Nobody's Home
When nobody's there, a house is not a home,
Not even a house, really,
So much as a sadness where gathered memories huddle
To discuss, amidst the mustiness of abandoned spaces,
The ins and outs of past happinesses, stashed in drafty attics.
When nobody in the house is home
And only nobody knows his/her/their forwarding address(es),
Chances are great that randomness has buried its ghosts
And that Darby and Joan, the folks who lived on the hill,
Have flown the cosmos, left their home to the wind,
Even as their children (assuming they conceived a few)
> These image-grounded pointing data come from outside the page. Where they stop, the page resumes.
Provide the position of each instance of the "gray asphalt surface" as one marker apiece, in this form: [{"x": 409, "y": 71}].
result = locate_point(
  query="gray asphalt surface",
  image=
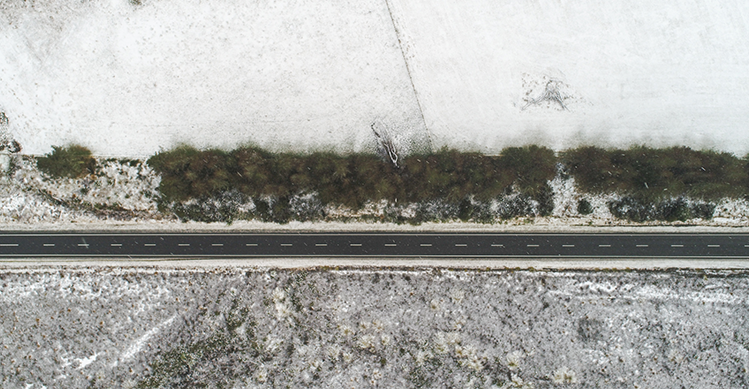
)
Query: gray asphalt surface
[{"x": 424, "y": 245}]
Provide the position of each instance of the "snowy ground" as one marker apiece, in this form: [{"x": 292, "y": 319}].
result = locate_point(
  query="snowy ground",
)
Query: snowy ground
[
  {"x": 127, "y": 77},
  {"x": 122, "y": 195},
  {"x": 238, "y": 327}
]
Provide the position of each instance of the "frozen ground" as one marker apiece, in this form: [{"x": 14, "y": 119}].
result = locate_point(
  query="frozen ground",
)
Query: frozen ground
[
  {"x": 122, "y": 195},
  {"x": 356, "y": 328},
  {"x": 628, "y": 72},
  {"x": 127, "y": 77}
]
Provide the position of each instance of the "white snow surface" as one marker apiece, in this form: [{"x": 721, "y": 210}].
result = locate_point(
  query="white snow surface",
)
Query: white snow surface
[
  {"x": 122, "y": 195},
  {"x": 630, "y": 71},
  {"x": 128, "y": 79}
]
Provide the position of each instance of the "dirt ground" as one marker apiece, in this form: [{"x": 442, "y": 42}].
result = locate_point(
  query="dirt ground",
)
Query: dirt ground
[{"x": 86, "y": 325}]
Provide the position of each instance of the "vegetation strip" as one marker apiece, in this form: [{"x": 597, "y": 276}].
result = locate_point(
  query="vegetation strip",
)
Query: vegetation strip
[{"x": 675, "y": 183}]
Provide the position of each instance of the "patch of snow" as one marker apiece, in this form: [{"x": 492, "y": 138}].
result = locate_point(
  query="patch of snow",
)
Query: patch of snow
[{"x": 137, "y": 346}]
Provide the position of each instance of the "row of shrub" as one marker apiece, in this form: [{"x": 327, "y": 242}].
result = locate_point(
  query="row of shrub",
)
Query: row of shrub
[
  {"x": 446, "y": 184},
  {"x": 353, "y": 179}
]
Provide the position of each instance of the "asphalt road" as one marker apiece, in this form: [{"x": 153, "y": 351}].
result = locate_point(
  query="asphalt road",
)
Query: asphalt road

Slipped past anonymity's ramparts, into oblivion's ghetto,
More secure there, for being able to go unnoticed,
Humiliated so, by their parents' broken vows, decimated trust,
Estrangement, divorce, in the court of moral shortcomings.
Now, though I've almost grown too old to care,
When I do remember the gleaming home I so long ago shared
With the blonde-haired princess of my dreams,
Which we emptied of every single sacred, cherished belonging,
For reasons now way too vague for my psyche to recall,
All I can bring into thinking's bygone interiors
Is that sentimental notion about a house not being a home,
Not even a house, when not even a lone mouse
Scurries whisperously, skitters on stealthy feet,
Knowing that derelict abodes are prone to travesties, tragedies, traps.